Another Chinese Resource Grab

The stakes just got higher in the 3-D chess game China’s playing for natural resources. On one dimension, the Middle Kingdom is on the offensive. But on another, it’s playing strictly defense…

Beijing is ordering state-owned businesses to explore a bid for PotashCorp (POT), the Canadian fertilizer giant that’s already fending off a hostile bid from BHP Billiton, the Anglo-Australian mining giant.

Just a quick reminder of the significance here: You can’t run a modern farm without fertilizer. And you can’t have fertilizer without three main ingredients…

Potash (POT is the world’s No. 1 producer)
Phosphate (POT is the world’s No. 3 producer)
Nitrogen (POT is the world’s No. 3 producer).

Still, this is not another thread to the “China buys the world” story line. This is a defensive move. China fears BHP gaining “too much” pricing power in the world potash market. Already, BHP is on track to generate 15% of world potash production by 2020. Add POT and the number would be more like 35%.

Thus, the Chinese state-owned firm Sinochem has hired HSBC for advice on how to proceed with a bid for POT. And according to Reuters, Beijing is quietly pushing a Canadian pension fund to submit its own bid.

That latter move would undoubtedly go over better in Ottawa. The Canadian government has no qualms about letting China buy into the Alberta oil sands (Sinopec is buying a 9% stake in the region’s biggest deposit). But POT is a bridge too far for the Canadians. It’s liable to generate the same kind of static China got from Washington in 2005 by bidding for Unocal.

But on another resource front, China is pressing its advantage. The mainstream is finally catching up to something we’ve been writing about for years…

“China’s monopoly on elements used in computer disc drives, electric cars, military weapons and other key products could mean a crisis for the West,” says a UPI article this week.

“Behind the rise of resource-poor countries like Japan, South Korea and China into industrial giants,” reports The Economist, “has been the readiness of other countries to sell them critical commodities, albeit sometimes at excruciating cost. An unfolding collision around a group of elements known as ‘rare earths’ is seen by some as a test of China’s willingness to reciprocate.”

“China defended its controls on exports of rare earth,” Bloomberg reported last week, “after Japanese officials raised concerns about supplies of the raw materials used in the manufacture of products from cell phones to radar.”

If you’re new to all this, here’s the skinny: “Rare earths” comprise 17 elements used in everything from iPods to guided missiles.
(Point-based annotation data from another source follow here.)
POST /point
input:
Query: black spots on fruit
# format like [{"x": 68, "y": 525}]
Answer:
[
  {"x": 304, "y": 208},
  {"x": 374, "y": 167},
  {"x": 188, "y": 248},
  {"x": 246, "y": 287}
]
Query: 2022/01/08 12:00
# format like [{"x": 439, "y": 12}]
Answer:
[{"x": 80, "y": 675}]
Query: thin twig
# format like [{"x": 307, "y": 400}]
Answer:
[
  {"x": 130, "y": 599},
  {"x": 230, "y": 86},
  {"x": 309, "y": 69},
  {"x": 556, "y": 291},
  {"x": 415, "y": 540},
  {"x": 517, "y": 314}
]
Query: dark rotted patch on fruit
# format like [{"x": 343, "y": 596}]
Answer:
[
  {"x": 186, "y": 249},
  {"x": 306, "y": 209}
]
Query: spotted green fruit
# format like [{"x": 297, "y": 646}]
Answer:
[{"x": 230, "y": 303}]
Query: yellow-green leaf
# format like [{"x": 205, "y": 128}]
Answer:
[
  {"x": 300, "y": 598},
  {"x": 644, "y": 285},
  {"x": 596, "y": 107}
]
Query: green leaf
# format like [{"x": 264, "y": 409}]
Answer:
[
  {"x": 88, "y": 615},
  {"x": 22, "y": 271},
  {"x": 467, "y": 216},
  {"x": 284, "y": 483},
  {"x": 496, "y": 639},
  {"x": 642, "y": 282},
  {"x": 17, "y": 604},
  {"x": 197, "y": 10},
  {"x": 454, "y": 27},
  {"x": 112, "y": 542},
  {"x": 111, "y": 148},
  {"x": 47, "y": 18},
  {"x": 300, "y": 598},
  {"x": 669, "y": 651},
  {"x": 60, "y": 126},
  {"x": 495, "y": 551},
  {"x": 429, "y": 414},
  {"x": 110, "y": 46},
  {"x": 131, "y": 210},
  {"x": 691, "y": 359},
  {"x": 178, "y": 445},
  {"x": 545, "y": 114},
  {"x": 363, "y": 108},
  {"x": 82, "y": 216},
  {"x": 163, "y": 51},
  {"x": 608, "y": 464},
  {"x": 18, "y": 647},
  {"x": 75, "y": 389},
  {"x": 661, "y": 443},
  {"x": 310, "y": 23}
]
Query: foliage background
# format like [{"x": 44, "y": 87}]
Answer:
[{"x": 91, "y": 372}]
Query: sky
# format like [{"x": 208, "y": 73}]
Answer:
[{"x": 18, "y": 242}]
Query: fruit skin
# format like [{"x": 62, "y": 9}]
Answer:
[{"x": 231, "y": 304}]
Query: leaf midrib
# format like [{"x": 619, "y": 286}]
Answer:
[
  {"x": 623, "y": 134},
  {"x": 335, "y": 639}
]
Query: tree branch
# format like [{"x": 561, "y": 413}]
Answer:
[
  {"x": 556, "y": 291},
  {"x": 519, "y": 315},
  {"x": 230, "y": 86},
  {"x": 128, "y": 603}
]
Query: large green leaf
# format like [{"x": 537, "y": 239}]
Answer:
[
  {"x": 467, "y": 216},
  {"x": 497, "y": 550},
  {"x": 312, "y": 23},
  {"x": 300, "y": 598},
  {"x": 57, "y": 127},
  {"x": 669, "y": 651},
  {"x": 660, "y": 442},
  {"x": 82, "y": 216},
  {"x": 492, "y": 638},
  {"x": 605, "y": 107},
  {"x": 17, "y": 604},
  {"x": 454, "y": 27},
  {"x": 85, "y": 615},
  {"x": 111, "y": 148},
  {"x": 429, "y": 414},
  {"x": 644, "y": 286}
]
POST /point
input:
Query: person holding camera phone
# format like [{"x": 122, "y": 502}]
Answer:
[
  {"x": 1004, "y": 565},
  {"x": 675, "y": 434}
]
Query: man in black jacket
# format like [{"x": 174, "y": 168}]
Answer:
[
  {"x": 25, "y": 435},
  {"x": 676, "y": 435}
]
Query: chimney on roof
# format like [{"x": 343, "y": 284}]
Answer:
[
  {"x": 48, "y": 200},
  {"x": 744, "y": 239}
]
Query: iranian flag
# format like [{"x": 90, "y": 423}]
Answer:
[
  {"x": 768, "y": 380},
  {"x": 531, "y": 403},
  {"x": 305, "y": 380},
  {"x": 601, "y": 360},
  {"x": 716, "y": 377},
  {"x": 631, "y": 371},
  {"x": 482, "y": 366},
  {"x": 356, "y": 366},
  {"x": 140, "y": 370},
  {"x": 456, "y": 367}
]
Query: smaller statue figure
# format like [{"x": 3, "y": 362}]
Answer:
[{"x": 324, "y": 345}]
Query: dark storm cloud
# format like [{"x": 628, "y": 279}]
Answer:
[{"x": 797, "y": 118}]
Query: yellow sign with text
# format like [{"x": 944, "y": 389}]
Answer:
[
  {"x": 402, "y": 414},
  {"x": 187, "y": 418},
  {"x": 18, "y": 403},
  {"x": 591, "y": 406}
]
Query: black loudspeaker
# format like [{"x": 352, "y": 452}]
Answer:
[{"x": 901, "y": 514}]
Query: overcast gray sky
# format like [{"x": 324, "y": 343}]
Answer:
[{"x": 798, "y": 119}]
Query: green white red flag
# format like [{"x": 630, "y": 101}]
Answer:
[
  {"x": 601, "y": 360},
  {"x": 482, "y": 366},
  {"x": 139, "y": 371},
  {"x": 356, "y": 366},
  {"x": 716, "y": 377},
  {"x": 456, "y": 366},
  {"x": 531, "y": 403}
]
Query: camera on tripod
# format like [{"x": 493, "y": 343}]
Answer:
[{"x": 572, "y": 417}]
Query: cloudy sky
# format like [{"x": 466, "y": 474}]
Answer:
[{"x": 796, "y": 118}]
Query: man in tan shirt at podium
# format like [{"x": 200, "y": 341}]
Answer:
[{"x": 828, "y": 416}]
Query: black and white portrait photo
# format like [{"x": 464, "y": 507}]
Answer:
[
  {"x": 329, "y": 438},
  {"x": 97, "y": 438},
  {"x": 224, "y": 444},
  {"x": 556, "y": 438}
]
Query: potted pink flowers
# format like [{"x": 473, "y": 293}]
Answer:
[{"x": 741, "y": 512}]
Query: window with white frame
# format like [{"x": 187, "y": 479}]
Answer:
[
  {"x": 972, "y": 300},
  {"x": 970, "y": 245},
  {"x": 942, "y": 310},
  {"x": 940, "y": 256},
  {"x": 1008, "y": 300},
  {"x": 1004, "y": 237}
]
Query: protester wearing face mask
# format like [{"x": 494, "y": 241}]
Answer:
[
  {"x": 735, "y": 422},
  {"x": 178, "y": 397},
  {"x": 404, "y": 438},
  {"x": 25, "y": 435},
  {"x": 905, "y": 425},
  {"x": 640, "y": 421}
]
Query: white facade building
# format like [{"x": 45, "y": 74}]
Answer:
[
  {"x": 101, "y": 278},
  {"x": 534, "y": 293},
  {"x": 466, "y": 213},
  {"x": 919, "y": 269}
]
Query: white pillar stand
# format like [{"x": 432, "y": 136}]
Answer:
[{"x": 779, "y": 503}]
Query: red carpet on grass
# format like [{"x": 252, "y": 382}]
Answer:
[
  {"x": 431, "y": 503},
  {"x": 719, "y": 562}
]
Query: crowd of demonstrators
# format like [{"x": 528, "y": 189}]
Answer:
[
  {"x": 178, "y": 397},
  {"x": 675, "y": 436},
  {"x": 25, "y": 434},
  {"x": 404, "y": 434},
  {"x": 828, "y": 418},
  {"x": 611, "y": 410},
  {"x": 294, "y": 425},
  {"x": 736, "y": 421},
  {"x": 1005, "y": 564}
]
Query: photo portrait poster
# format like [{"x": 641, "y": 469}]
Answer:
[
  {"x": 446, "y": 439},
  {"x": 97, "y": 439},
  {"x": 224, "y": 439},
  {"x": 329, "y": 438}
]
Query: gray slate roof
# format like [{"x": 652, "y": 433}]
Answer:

Depending on whose estimate you see, China controls 93-97% of world production.

“The rare earths issue is more than just an investment story,” says Energy and Scarcity Investor’s Byron King, who first alerted us to rare earths in early 2008, “although I believe that smart investors can make a serious killing over the next couple of years.

“Rare earths also embody something about the national cultures of China, versus the US and other Western nations – Canada, Australia, Japan, members of the European Union. My view is that competency in the rare earths space is an indication of where any nation plans to go in the next 50 or 100 years.
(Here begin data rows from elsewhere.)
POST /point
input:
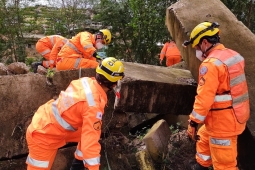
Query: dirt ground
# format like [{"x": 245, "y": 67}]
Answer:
[{"x": 180, "y": 150}]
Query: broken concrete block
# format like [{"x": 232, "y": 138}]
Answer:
[
  {"x": 156, "y": 140},
  {"x": 144, "y": 160},
  {"x": 155, "y": 89}
]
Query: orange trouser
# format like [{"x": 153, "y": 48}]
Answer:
[
  {"x": 173, "y": 59},
  {"x": 75, "y": 63},
  {"x": 217, "y": 151},
  {"x": 41, "y": 152}
]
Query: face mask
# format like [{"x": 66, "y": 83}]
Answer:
[
  {"x": 99, "y": 45},
  {"x": 199, "y": 55}
]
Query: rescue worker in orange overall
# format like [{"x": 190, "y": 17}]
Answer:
[
  {"x": 81, "y": 50},
  {"x": 75, "y": 116},
  {"x": 222, "y": 101},
  {"x": 48, "y": 47},
  {"x": 172, "y": 53}
]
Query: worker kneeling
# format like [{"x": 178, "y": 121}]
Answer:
[{"x": 75, "y": 116}]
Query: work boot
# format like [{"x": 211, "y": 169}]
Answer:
[
  {"x": 193, "y": 165},
  {"x": 35, "y": 65}
]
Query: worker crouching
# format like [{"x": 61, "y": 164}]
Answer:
[{"x": 75, "y": 116}]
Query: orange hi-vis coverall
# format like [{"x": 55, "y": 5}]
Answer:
[
  {"x": 78, "y": 53},
  {"x": 171, "y": 52},
  {"x": 222, "y": 104},
  {"x": 49, "y": 47},
  {"x": 76, "y": 116}
]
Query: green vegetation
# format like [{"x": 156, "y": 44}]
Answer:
[{"x": 137, "y": 25}]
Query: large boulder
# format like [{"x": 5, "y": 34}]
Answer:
[{"x": 182, "y": 17}]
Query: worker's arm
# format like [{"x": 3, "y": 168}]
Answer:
[
  {"x": 163, "y": 53},
  {"x": 87, "y": 46},
  {"x": 208, "y": 83},
  {"x": 55, "y": 50}
]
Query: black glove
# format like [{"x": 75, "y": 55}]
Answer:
[
  {"x": 98, "y": 57},
  {"x": 77, "y": 165},
  {"x": 192, "y": 130}
]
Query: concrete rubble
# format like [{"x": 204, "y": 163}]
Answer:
[{"x": 22, "y": 94}]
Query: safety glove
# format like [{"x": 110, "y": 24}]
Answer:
[
  {"x": 192, "y": 131},
  {"x": 99, "y": 55}
]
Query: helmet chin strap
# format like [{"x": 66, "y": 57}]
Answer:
[{"x": 204, "y": 52}]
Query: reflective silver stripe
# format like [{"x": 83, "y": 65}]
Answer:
[
  {"x": 222, "y": 98},
  {"x": 37, "y": 163},
  {"x": 239, "y": 79},
  {"x": 92, "y": 161},
  {"x": 47, "y": 64},
  {"x": 52, "y": 40},
  {"x": 218, "y": 62},
  {"x": 204, "y": 157},
  {"x": 51, "y": 61},
  {"x": 78, "y": 152},
  {"x": 45, "y": 52},
  {"x": 87, "y": 46},
  {"x": 59, "y": 119},
  {"x": 88, "y": 92},
  {"x": 240, "y": 99},
  {"x": 73, "y": 47},
  {"x": 233, "y": 60},
  {"x": 77, "y": 62},
  {"x": 222, "y": 142},
  {"x": 198, "y": 116}
]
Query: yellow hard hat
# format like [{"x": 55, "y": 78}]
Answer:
[
  {"x": 201, "y": 30},
  {"x": 111, "y": 68},
  {"x": 107, "y": 35}
]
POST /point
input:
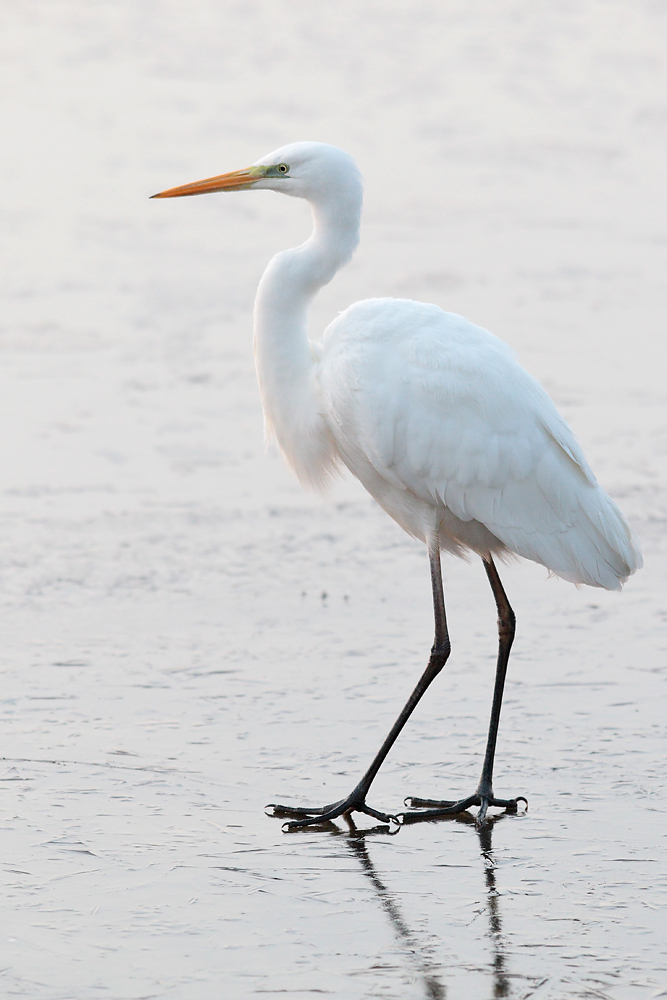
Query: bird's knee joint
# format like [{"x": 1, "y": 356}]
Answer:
[
  {"x": 507, "y": 626},
  {"x": 439, "y": 654}
]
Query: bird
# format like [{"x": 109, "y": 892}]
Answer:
[{"x": 437, "y": 419}]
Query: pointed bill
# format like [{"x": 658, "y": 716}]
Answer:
[{"x": 237, "y": 180}]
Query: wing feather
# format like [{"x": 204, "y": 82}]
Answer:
[{"x": 441, "y": 409}]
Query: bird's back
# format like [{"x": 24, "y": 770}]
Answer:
[{"x": 444, "y": 427}]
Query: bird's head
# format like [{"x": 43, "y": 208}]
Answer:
[{"x": 311, "y": 170}]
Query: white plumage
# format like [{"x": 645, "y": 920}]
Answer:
[
  {"x": 450, "y": 434},
  {"x": 437, "y": 419}
]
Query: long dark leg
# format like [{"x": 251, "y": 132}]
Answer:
[
  {"x": 356, "y": 801},
  {"x": 506, "y": 630},
  {"x": 484, "y": 796}
]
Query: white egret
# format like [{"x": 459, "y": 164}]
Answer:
[{"x": 435, "y": 417}]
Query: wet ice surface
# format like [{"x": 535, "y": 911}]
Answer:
[{"x": 189, "y": 636}]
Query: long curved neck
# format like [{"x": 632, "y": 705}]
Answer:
[{"x": 283, "y": 357}]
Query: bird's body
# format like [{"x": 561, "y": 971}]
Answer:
[{"x": 434, "y": 416}]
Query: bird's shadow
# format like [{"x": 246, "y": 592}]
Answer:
[{"x": 418, "y": 949}]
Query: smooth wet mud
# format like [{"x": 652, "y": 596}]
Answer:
[{"x": 188, "y": 635}]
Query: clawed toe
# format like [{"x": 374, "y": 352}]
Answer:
[
  {"x": 300, "y": 817},
  {"x": 427, "y": 809}
]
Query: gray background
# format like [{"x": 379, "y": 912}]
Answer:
[{"x": 188, "y": 635}]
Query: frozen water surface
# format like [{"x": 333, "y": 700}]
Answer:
[{"x": 187, "y": 635}]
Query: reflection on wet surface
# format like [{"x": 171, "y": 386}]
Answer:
[{"x": 424, "y": 963}]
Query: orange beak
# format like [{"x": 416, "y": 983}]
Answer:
[{"x": 237, "y": 180}]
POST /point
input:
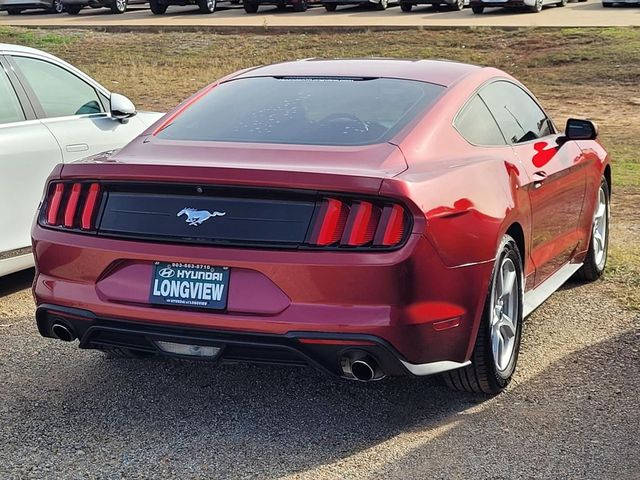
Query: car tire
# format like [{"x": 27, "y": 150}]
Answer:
[
  {"x": 207, "y": 6},
  {"x": 596, "y": 259},
  {"x": 118, "y": 6},
  {"x": 56, "y": 7},
  {"x": 157, "y": 8},
  {"x": 250, "y": 6},
  {"x": 495, "y": 353},
  {"x": 73, "y": 9}
]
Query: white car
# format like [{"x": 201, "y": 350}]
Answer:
[{"x": 50, "y": 113}]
“Yes, rare earths are THAT critical to the next generations of technology, in things like energy, metallurgy, materials and environmental control. If a nation ‘does’ rare earths, that nation will prosper in the coming decades. If a nation neglects rare earths, that nation is making the collective decision to decline into the backwaters of the future global economy. It’s a nation in decline. Rare earths embody the Chinese concept of a ‘sunrise’ nation, versus a ‘sunset’ nation.”